L'expérience montre par ailleurs que ces aides ignorent
très largement les vrais problèmes, ceux auxquels
l'auteur a été confronté. Etant mal
adaptées, elles aggravent les difficultés.
Des
objectifs de développement devenus irréalisables
Le
document proposé par l'ONU sous le titre
« Programme de développement durable à
l'horizon 2030 » entraineront peut-être
des résultats pour d'autres parties du monde. Mais
l'Afrique y échappera, pour les raisons présentées
ci-dessus.
La
prolifération des djihadismes islamiques
Même
si ceux-ci commencent à se répandre en Europe
(voir David Thomson cité ci-dessus)) ils sont déjà
établis dans la plupart des pays où l'Islam
occupe des positions traditionnelles, comme le Nigéria.
Partout, à l'exemple de ce que fait Boko Aram, des
projets de califats terroristes verront le jour. Ils s'appuieront
sur les innombrables ramification de par le monde, y compris
en Europe, de Al Qaida surtout de l'Emirat islamique (EI)
Les
banlieues des villes européennes, comme l'évoque
le titre du livre, en seront des réceptacles de plus
en plus impossibles à maîtriser
L'explosion
des migrations
Déjà très sensibles au niveau régional
dans de nombreux pays africains, elles prennent actuellement
et prendront de plus en plus des dimensions jamais vues
sur Terre jusqu'ici. On peut prévoir que, du fait
de la conjonction des différents facteurs résumés
ici, elles représenteront cumulées d'ici la
fin du siècle des effectifs de centaines de millions
d'Africains.
L'Europe
en sera la première victime. Comparativement très
riche, incapable de se défendre, elle verra sans
doute disparaitre ce que l'on peut encore appeler la civilisation
européenne. Déjà envahie au niveau
des villes, elle sera de plus en plus combattue de l'intérieur
par des djihadistes devenus incontrôlables, que ce
soit par la police ou l'armée.
Que
faire?
L'auteur,
nous l'avons dit, se pose comme il se devait la question,
mais ses propositions restent très inadéquates.

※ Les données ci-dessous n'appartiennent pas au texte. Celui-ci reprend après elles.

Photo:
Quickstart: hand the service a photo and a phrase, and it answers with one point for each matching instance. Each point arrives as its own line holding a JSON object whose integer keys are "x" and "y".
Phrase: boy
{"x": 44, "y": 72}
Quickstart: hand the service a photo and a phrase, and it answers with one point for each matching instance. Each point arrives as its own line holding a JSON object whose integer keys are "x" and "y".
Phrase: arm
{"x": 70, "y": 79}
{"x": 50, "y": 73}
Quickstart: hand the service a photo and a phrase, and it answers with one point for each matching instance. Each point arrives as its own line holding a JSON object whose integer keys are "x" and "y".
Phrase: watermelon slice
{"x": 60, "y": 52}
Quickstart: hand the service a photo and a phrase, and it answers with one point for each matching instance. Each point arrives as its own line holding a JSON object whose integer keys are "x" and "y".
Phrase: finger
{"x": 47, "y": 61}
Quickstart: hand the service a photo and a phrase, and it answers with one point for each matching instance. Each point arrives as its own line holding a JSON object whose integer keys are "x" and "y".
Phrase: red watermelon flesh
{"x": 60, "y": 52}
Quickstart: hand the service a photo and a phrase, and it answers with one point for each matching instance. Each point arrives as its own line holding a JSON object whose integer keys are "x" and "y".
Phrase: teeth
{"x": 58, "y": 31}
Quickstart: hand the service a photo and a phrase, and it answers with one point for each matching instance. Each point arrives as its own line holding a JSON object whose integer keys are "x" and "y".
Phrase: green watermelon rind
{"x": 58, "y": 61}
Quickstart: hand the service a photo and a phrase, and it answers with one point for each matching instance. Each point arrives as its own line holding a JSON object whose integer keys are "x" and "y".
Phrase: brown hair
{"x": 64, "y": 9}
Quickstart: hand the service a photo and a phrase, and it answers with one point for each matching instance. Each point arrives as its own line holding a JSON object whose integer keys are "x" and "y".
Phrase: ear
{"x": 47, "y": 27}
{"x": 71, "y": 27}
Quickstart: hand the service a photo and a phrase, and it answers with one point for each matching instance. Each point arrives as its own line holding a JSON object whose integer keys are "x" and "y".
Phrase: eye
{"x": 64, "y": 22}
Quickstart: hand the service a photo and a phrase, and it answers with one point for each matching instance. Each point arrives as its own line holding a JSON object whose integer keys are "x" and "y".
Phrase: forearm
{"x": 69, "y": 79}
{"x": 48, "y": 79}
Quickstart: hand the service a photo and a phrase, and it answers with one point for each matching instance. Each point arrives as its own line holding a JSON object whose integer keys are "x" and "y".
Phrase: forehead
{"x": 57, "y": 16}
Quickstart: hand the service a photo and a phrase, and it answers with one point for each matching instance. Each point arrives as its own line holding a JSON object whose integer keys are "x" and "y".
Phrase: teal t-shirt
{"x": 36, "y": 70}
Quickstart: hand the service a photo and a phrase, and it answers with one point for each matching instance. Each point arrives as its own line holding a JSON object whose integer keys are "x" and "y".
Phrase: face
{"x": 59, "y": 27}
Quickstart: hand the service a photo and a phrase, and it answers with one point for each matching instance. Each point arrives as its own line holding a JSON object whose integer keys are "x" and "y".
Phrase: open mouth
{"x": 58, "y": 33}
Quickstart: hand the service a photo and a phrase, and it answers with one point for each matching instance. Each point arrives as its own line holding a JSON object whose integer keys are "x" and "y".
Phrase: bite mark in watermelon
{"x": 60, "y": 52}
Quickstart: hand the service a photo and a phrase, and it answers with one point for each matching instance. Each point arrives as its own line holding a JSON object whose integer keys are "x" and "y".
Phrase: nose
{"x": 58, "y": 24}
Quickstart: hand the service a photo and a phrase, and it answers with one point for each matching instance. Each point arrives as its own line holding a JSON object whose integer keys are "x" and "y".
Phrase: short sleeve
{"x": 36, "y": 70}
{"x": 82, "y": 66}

Ceci d'ailleurs simplement parce que devant l'ampleur des
problèmes évoqués, nul esprit, fut-il
doté de la plus grande intelligence de la question,
ne peut présenter de solutions.
Est-à-dire
que, tant en Europe qu'en Afrique, les responsables et les
populations devraient admettre que les problèmes
qui entraineront à terme la destruction de l'Europe
et des parties européanisées de l'Afrique,
devraient être considérés comme des
phénomènes évolutifs incontrôlables
parce que d'ampleur trop vaste, face auxquels il faudra
se résigner, analogues à ce qu'est en géologie
le glissement des plaques continentales?
Nous
le pensons volontiers pour notre part, même si l'auteur
se refusera à partager cette conclusion, Pourtant
tout dans son livre, basé nous l'avons dit sur une
expérience personnelle hors pair, ne peut permettre
d'y échapper.
Mais
que les autres parties du monde ne se réjouissent
pas trop, notamment en Chine, en Inde et en Russie, sans
mentionner le continent américain. Les mêmes
maux, moins évidents mais sous-jacents, y produiront
sans aucun doute les mêmes effets. Les sciences et
technologies n'y pourront rien. Ce serait en fait un effondrement
de l'humanité, telle envisagée aujourd'hui,
qui en résultera.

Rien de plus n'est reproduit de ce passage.